Brad Blackman has shown his work in places as diverse as his native Nashville and Florence, Italy. Most recently, he exhibited with Quidley & Company Fine Art in Boston. In Nashville, he has participated in the quarterly Untitled Artist Group exhibition off and on for the past ten years. He received his BFA degree from Harding University and lives outside of Nashville.
I’ve long been fascinated with painting overpasses and the inherent geometry of those structures. Gradually, I began painting the urban landscape that realism and abstraction merge.
What’s interesting to me is that while I find the underlying forms visually arresting — massive bulks defined by triangles of light and shadow — these man-made structures don’t last. They crumble. Eventually rust and decay claim them and grass and dust returns. Man’s testaments to triumph become forgotten ruins and disappear in the end. Our buildings and highways might outlast us, but they probably won’t be here in a thousand years. Many of them will be rebuilt in our own lifetimes. Our own mortality stares us in the face of our apparent magnificence.
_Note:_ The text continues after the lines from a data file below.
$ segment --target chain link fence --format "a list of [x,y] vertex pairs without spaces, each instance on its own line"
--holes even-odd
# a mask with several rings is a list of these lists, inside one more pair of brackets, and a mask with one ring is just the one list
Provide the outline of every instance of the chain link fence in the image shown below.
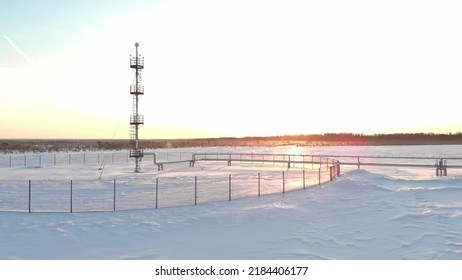
[[0,211],[93,212],[198,205],[302,190],[332,180],[339,171],[337,163],[327,168],[313,164],[313,169],[196,176],[0,180]]

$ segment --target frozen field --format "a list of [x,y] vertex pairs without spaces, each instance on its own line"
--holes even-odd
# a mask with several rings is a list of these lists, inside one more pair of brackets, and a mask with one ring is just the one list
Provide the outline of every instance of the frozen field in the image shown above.
[[[199,151],[203,149],[159,153],[172,156]],[[462,157],[461,146],[211,148],[207,152]],[[23,212],[0,212],[0,258],[462,259],[461,170],[449,169],[449,176],[436,177],[432,168],[357,170],[349,166],[342,167],[342,176],[334,181],[305,190],[300,184],[292,186],[289,182],[287,186],[292,191],[285,194],[280,189],[282,178],[268,178],[271,179],[268,182],[279,183],[268,185],[267,190],[278,191],[258,197],[254,183],[248,188],[248,180],[255,176],[255,171],[261,174],[270,171],[272,176],[280,176],[276,174],[287,171],[285,167],[271,164],[227,167],[223,162],[201,165],[202,168],[194,169],[175,165],[157,171],[146,159],[142,164],[143,173],[134,174],[130,162],[108,163],[102,179],[120,180],[117,197],[122,199],[130,197],[124,193],[130,185],[145,184],[152,189],[152,178],[161,175],[166,179],[179,178],[179,173],[183,176],[185,172],[199,173],[198,176],[204,178],[224,176],[221,179],[224,186],[217,183],[217,189],[224,191],[217,195],[224,193],[224,199],[220,200],[227,200],[227,176],[239,173],[246,174],[241,189],[252,189],[252,197],[201,201],[197,206],[187,198],[189,205],[175,206],[184,204],[179,198],[181,203],[168,205],[175,207],[116,212],[25,213],[26,209],[21,206],[15,210]],[[98,182],[101,172],[98,167],[98,164],[1,167],[0,181]],[[299,174],[299,170],[290,172]],[[133,182],[136,184],[131,184]],[[189,192],[194,191],[193,182],[184,182],[184,186]],[[78,188],[78,184],[75,187]],[[4,188],[6,186],[0,191]],[[54,209],[56,211],[68,209],[67,193],[62,192],[65,193],[61,199],[63,206]],[[113,193],[109,193],[112,197]],[[210,195],[208,190],[201,197],[206,195]],[[239,192],[235,195],[239,198]],[[152,203],[150,193],[146,200]],[[111,208],[111,198],[103,201],[108,204],[104,207]],[[2,203],[10,202],[4,199]],[[15,204],[23,203],[18,201],[8,207]],[[39,208],[40,204],[34,207]],[[127,206],[121,204],[121,207]]]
Meanwhile, our world grows more noisy and cluttered. In our frantic pace to keep up, we become disconnected with who we are. I know I certainly have. I’ve been exploring abstractions based on iPhone photos that have been manipulated to create imagery that conveys a sense of peace and quiet. This is a new body of work that is still under development; we’ll see more of this soon.
In a sense, I am exploring two aspects of the human condition: our eventual demise and a certain peace that comes from wisely considering our short time here.